There is an interesting contrast here between the English-speaking culture and the culture of the European continent. Figures for private charitable giving for 2006 showed the United States at the top of the list, with charitable gifts from individuals and private companies amounting to 1.67 percent of GDP; Britain was a long way behind, but nevertheless second on the list with charitable giving at 0.73 percent of GDP. Canada was in third place, followed by South Africa and the Republic of Ireland. Germany and France were way down the list at 0.22 percent and 0.14 percent respectively, and Italy and Spain were off the map altogether. Countries with strong gift-giving routines may be very poor at charitable giving, and conversely countries with strong private charities may be suspicious of the privatization of public life that occurs when gift-giving takes precedence over contract and law.

...

the state deals on impersonal and equal terms with its citizens.
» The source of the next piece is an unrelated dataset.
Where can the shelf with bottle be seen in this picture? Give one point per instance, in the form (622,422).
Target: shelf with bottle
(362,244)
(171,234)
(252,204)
It has no favorites, and it is governed by the rules -- anything else is received by the citizens as an injustice. Hence charity is replaced by justice as the ruling principle upon which social benefits are distributed. But while charity deals in gifts, justice deals in rights. And when you receive what is yours by right you don't feel grateful. Hence people who receive their education and health care from the state are less inclined to give to schools and hospitals in their turn -- something that is borne out vividly by the figures concerning charitable giving. The spirit of gratitude retreats from the social experience, and in countries like France and Germany, where civil society is penetrated at every level by the state, people give little or nothing to charity, and regard gifts with suspicion, as attempts to privatize what should be a matter of public and impartial concern.

 

When gifts are replaced by rights, so is gratitude replaced by claims. And claims breed resentment. Since you are queuing on equal terms with the competition, you will begin to think of the special conditions that entitle you to a greater, a speedier, or a more effective share. You will be always one step from the official complaint, the court action, the press interview, and the snarling reproach against Them, the ones who owed you this right and also withheld it. That is the way European society is going, and American society may one day follow it. Agape, the contagious gentleness between people, survives only where there is a habit of giving. Take away gift, and agape gives way to the attitude that Nietzsche called ressentiment, the vigilant envy of others, and the desire to take from them what I  but not they have a right to.

 

Moreover, ingratitude grows in proportion to the benefits received. When those good things, like food, shelter, education, for which our ancestors had to struggle, are offered as rights, and without cost or effort, then they are "taken for granted," as the saying is, which means quite the opposite from "taken as gifts." In such conditions there arises what we might call a culture of ingratitude -- one that does not merely forget to give thanks, but regards thanks as somehow demeaning, a confession of weakness, a way of according to the other person an importance that he does not have. This thanklessness is growing around us today. It is written on the faces of pop idols and sports stars; it is announced in all kinds of ways by the media and by our political representatives. And it is one reason for the radical decline in public standards. Politicians are unlikely to behave as they should when they feel that they are acting on behalf of an entirely thankless public.

 

can you with a straight face deny that this is true? it not an absolutist argument, but an incrementalist one. it doesn't say that government can't or shouldn't have any role in the things you mention. it just points out some of the effects. effects that grow more problematic and pervasive the more the "rights" culture supercedes the gratitude culture. and it not only dampens gratitude on the receiving end, but generosity on the giving end. if charity is indeed dying here, as it apparently has to a great extent in continental europe, it is just another indication of the direction in which we are heading. and here you use that as a rationale to go further in that direction.

Link to comment
Share on other sites

from the essay:

 

 

 

can you with a straight face deny that this is true? it not an absolutist argument, but an incrementalist one. it doesn't say that government can't or shouldn't have any role in the things you mention. it just points out some of the effects. effects that grow more problematic and pervasive the more the "rights" culture supercedes the gratitude culture. and it not only dampens gratitude on the receiving end, but generosity on the giving end. if charity is indeed dying here, as it apparently has to a great extent in continental europe, it is just another indication of the direction in which we are heading. and here you use that as a rationale to go further in that direction.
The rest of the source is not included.